5. An award directing the employer to reinstate a workman who had been earlier dismissed, as any other award, becomes enforceable under the provisions of S. 17A on the expiry of 30 days from the date of its publication under S. 17. The act of reinstatement is to be made at one time and it is not a liability imposed upon the employer which is to be carried on his shoulder from day-to-day. If, for example, a workman who is directed to be reinstated on a particular day and is reinstated on that day and thereafter the workmen is again discharged or dismissed, there is no breach of the direction of the reinstatement, because that direction has been complied with. The subsequent discharge or dismissal may give rise to a fresh industrial dispute. In other words, the act of reinstatement has to be performed only once and not to be repeated from day-to-day. The question now is when this act of reinstatement is to be performed by the employer.
6. I have already mentioned above that an award becomes enforceable on the expiry of 30 days from the date of its publication under S. 17. In other words, on the 31st day after the publication of the award, the award becomes enforceable. That is the day on which the duty imposed upon the employer has to be performed. In the case of an award directing a reinstatement of a workman the act of reinstatement has to be performed on the 31st day after the publication of the award under S. 17. In the instant case the award was published on 2nd of January, 1975 and it became enforceable on the 1st February, 1975 and, therefore, the reinstatement ought to have been made by the employer on that particular day. If in the instant case, such reinstatement was not made by the employer, then the offence must be deemed to have been committed on that particular day. The period of limitation of one year must start running from the 1st of February, 1975 and that one year of the period of limitation expires on 1st of November, 1976. The complaint filed here on 26th June, 1976 was, therefore, undoubtedly barred by time and, therefore, was rightly dismissed by the learned trial Magistrate.

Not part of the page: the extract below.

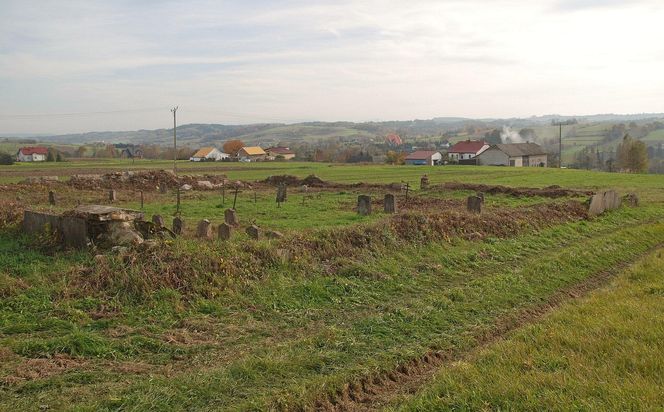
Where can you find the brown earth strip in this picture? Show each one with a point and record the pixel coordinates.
(374, 393)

7. A view somewhat different from the one I have taken is to be found in the judgment of the Madras High Court in Public Prosecutor v. Mettur Industrial Ltd. : (1960)IILLJ351Mad . A single Judge of the Madras High Court has taken the view that the expression 'the award becomes enforceable on the expiry of 30 days' in S. 17A read with S. 29 means that the reinstatement, on the dismissal being found to be wrongful, must be given effect to by the time the award becomes enforceable, i.e. within 30 days of the publication of the award. I have read the judgment with all the care possible, but find myself unable to agree with the view taken by the learned, single Judge of the Madras High Court. That judgment has overlooked the provisos contained in S. 17A of the Industrial Disputes Act. Before the expiry of the 30 days, the appropriate Government has been given the power to declare in certain cases that the award shall not become enforceable on the expiry of the said period of 30 days. This declaration of course has to be made before the expiry of 30 days. In other words, the enforceability of the award may be postponed beyond thirty days under certain circumstances by the appropriate Government - No award, therefore, is enforceable before the expiry of 30 days and, therefore, no obligation is to be discharged before the expiry of the said period. There is no obligation at all on the employer to implement the award before the expiry of the 30 days from its publication and if he does not implement the award, it cannot be said that he has committed an offence under S. 29 of the Industrial Disputes Act. In my opinion, therefore, no offence could be committed by an employer within 30 days after the publication of the award if he does not implement within that time.